Certains internautes pointent du doigt le nettoyage des plages suite au passage du cyclone Garance, qui a laissé certaines plages de l'île en piteux état. Si des opérations ont déjà eu lieux dans le Nord pour tenter de limiter la pollution, les plages de l'Ouest l'île, destination balnéaire par excellence, paraissent parfois en pire état.

C'est Tamarun qui a la responsabilité de l'entretien et du nettoyage de cette portion de l'île, une mission que la SPL tente de remplir, tout en gérant les autres urgences liées au passage de Garance. "Saint-Gilles a été très touché par le cyclone, et dès la fin de l'alerte violette, on était déjà sur le terrain. Nous avons décidé de consacrer nos moyens côté ville pour se concentrer sur une tâche, et aider la vie à reprendre. Depuis lundi, on se concentre de nouveau sur le littoral, mais la quantité de déchets à ramasser est impressionnantes. Il faut rajouter à cela que le mauvais temps du début de semaine, avec une vigilance fortes houles et pluies, a fait redescendre vers la mer ce qu'on avait commencé à amasser. Cette houle du Nord a ramené vers les plages de Saint-Paul et de Boucan qu'on avait nettoyées des laisses de mers, mélange d'algues, de branches et de divers objets", explique Virginie Sallé, la présidente de Tamarun.

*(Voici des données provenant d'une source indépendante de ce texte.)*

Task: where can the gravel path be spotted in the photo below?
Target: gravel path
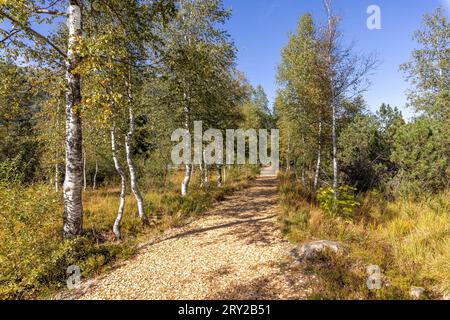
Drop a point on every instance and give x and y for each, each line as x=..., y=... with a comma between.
x=235, y=251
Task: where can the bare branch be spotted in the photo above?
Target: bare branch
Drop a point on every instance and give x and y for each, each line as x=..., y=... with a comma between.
x=50, y=12
x=9, y=35
x=27, y=28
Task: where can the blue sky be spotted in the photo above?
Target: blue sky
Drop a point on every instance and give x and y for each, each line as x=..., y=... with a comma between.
x=260, y=30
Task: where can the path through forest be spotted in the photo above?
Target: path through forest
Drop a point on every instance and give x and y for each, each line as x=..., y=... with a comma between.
x=235, y=251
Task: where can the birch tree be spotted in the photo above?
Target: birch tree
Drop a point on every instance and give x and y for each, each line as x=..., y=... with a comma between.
x=43, y=49
x=345, y=72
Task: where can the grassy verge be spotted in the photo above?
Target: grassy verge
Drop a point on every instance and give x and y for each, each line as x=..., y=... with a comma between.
x=33, y=257
x=408, y=240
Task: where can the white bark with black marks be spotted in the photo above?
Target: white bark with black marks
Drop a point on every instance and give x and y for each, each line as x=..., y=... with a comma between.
x=219, y=176
x=121, y=172
x=73, y=183
x=94, y=179
x=319, y=155
x=129, y=156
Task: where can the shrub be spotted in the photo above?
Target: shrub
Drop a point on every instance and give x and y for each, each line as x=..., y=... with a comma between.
x=343, y=205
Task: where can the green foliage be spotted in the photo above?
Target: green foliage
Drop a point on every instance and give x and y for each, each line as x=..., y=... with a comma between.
x=422, y=153
x=344, y=205
x=429, y=69
x=366, y=146
x=408, y=240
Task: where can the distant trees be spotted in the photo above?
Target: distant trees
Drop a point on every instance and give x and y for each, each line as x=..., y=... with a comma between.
x=317, y=75
x=108, y=87
x=323, y=120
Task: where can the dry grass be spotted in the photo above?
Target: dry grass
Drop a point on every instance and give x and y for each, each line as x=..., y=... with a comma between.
x=408, y=239
x=33, y=257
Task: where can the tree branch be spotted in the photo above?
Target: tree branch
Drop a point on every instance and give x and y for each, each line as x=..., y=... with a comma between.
x=51, y=12
x=34, y=32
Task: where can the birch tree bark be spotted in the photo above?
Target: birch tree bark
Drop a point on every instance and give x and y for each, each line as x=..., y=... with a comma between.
x=129, y=156
x=319, y=155
x=188, y=167
x=73, y=206
x=94, y=180
x=57, y=177
x=219, y=176
x=121, y=172
x=84, y=170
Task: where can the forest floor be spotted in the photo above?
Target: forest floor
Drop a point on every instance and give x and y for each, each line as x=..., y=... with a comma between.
x=234, y=251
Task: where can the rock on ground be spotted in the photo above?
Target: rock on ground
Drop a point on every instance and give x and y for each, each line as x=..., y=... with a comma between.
x=235, y=251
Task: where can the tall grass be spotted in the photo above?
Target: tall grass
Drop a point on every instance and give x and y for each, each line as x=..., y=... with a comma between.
x=408, y=239
x=33, y=257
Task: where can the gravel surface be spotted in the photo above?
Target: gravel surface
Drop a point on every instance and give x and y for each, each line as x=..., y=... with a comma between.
x=235, y=251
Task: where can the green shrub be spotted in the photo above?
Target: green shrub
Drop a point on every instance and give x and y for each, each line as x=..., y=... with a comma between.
x=342, y=206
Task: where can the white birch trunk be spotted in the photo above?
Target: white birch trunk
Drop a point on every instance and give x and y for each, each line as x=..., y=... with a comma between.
x=319, y=156
x=187, y=176
x=129, y=155
x=328, y=7
x=335, y=164
x=73, y=205
x=187, y=179
x=57, y=177
x=121, y=172
x=219, y=176
x=84, y=170
x=94, y=182
x=132, y=170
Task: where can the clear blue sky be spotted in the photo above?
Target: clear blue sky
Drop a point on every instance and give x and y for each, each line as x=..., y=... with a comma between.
x=260, y=29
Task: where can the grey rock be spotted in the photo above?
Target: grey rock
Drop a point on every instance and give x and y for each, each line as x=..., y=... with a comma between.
x=309, y=250
x=416, y=292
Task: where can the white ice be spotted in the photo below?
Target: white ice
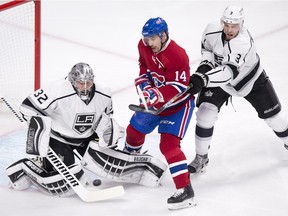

Des plages symboles de la pollution des ravines de l'Ouest

Pour tenter de faire face à cette tâche gigantesque, la SPL assure mobilisé ses effectifs sur cette problématique, avec l'aide des emplois verts du Département et de quatre associations de l'Ouest. "On fait des efforts pour rendre au public des plages propres, mais vu le tonnage qu'on a déjà sorti, il faudra du temps. Si une partie de ce qu'on trouve provient du travail de la houle, il faut aussi rappeler que de nombreux déchets proviennent de dépôts sauvages, en particulier dans les ravines. C'est triste, mais cela nous rappelle les conséquences de la pollution de nos courts d'eau", souligne la présidente de Tamarun.